The Company is required to reimburse Aventis, which is paying the expenses of the Amgen and Kirin-Amgen litigations relating to Dynepo, for 50% of the expenses. Aventis is also entitled to deduct up to 50% of any royalties due to the Company from the sale of Dynepo until Aventis has recouped the full amount of TKT's share of litigation expenses. The Company currently estimates that its share of the expenses associated with the litigation will total between approximately $5,000,000 and $10,000,000 by the time the matter is finally adjudicated.
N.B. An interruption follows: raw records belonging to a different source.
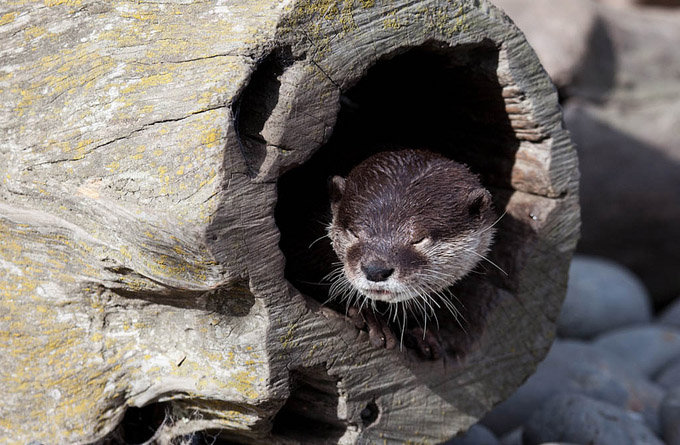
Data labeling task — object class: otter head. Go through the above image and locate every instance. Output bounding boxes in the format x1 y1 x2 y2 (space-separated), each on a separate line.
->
328 150 494 303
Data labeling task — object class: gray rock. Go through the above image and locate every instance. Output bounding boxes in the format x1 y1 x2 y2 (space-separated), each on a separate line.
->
524 394 663 445
659 298 680 328
593 325 680 377
444 423 500 445
482 340 663 436
565 7 680 303
659 382 680 445
654 357 680 389
501 427 524 445
557 256 652 338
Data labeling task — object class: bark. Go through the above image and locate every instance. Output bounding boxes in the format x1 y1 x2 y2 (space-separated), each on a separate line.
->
0 0 579 443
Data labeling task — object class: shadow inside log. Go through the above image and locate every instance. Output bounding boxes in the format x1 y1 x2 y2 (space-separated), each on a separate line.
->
275 41 522 357
272 364 346 444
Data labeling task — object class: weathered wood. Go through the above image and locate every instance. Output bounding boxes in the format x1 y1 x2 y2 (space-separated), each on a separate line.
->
0 0 578 443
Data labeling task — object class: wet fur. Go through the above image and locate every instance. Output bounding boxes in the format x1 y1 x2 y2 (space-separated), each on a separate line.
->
328 150 495 329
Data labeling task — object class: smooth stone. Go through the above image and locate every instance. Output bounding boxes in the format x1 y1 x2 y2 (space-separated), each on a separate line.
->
523 394 663 445
654 357 680 389
481 340 664 437
444 423 500 445
557 255 652 339
659 298 680 328
593 324 680 377
659 382 680 445
563 5 680 305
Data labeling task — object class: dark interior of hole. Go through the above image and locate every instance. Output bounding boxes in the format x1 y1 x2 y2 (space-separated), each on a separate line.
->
276 42 519 360
234 47 294 175
98 403 168 445
272 366 347 443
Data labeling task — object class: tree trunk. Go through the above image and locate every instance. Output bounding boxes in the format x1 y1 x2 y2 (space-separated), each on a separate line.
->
0 0 579 443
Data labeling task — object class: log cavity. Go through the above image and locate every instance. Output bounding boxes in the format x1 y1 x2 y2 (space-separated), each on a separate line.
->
275 41 519 355
272 365 354 444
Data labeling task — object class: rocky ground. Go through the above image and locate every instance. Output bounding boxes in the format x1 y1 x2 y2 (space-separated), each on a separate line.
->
447 0 680 445
493 0 680 309
447 256 680 445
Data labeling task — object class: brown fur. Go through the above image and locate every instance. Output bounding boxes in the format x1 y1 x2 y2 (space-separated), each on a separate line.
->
328 150 495 303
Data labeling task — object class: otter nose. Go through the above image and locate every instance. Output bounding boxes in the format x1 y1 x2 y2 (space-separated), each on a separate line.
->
361 263 394 281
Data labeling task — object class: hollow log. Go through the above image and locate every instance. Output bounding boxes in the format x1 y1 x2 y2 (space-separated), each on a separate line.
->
0 0 579 444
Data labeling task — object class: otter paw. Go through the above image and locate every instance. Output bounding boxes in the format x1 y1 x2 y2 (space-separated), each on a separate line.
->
407 327 444 360
347 307 398 349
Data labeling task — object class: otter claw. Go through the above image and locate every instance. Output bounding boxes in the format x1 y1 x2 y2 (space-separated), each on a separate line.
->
347 307 397 349
411 327 442 360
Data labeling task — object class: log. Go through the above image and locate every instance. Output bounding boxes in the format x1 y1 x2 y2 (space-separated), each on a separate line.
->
0 0 579 443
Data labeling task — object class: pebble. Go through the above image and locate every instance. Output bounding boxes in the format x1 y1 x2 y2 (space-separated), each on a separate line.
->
659 382 680 445
501 428 524 445
444 423 500 445
523 394 663 445
594 324 680 377
659 298 680 328
482 340 663 430
557 256 652 339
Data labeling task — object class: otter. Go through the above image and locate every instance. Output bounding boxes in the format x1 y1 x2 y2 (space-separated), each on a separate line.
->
327 149 495 358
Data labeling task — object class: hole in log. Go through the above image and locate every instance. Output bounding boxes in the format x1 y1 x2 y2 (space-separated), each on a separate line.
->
106 403 168 445
360 402 380 427
272 365 347 443
275 41 519 357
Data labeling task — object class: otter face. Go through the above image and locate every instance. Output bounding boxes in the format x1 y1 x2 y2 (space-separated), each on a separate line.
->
328 150 494 303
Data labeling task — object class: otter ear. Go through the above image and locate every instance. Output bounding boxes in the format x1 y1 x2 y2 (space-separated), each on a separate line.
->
328 175 345 217
467 187 491 216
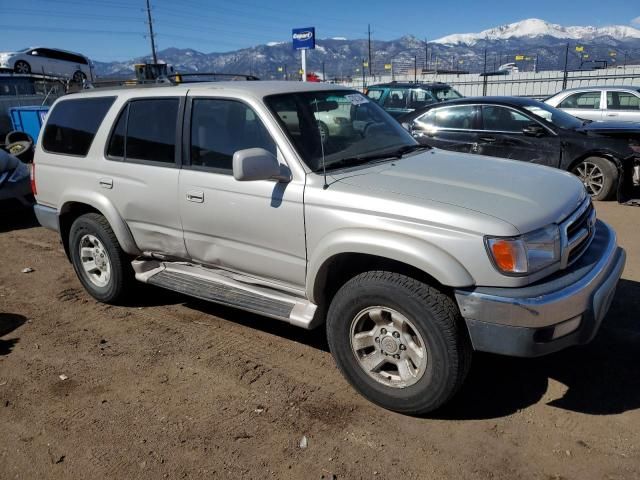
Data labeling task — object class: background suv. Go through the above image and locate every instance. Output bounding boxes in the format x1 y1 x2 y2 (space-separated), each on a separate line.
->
365 82 462 117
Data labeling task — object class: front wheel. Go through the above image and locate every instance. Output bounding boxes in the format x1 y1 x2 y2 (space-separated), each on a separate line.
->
69 213 133 303
572 157 618 200
327 271 471 415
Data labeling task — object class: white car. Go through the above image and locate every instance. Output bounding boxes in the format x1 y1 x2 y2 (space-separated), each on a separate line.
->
0 47 92 82
545 86 640 122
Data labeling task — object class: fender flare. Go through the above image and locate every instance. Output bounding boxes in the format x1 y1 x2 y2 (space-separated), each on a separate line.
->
58 191 142 255
306 228 475 303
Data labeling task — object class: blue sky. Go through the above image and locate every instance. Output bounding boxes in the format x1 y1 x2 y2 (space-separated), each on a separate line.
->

In January 2003, Applied Research Systems ARS Holdings, N.V., a wholly owned subsidiary of Serono, commenced an action against TKT in the District Court at The Hague in the Netherlands claiming that Replagal infringes one of Serono's European patents.

The Serono patent relates to Serono's approach to gene activation. In January 2002, the European Patent Office revoked the Serono patent on grounds of invalidity due to non-enablement. Serono has appealed the revocation to the Technical Board of Appeal at the European Patent Office.

The Company can provide no assurance as to the outcome of these proceedings. A decision by a court in the United States or in any other jurisdiction in a manner adverse to the Company could have a material adverse effect on the Company's business, financial condition, and results of operations.

The Company leases its facilities under operating leases that expire through 2011, subject to renewal provisions. The Company's future annual minimum payments under such commitments are as follows:

	(in thousands)
2003	$	10,322
2004		10,818
2005		10,542
2006		10,627
2007		11,498
Thereafter		38,311

Total	$	92,118

In August 2000, the Company entered into a ten-year lease for a new corporate headquarters and research and development facility in Cambridge, Massachusetts. The lease requires a security deposit of $7,680,000, of which $680,000 was paid in cash and the balance provided in the form of a letter of credit. An investment with a value of $7,989,000 collateralizes the letter of credit. The lease has two five year renewal options.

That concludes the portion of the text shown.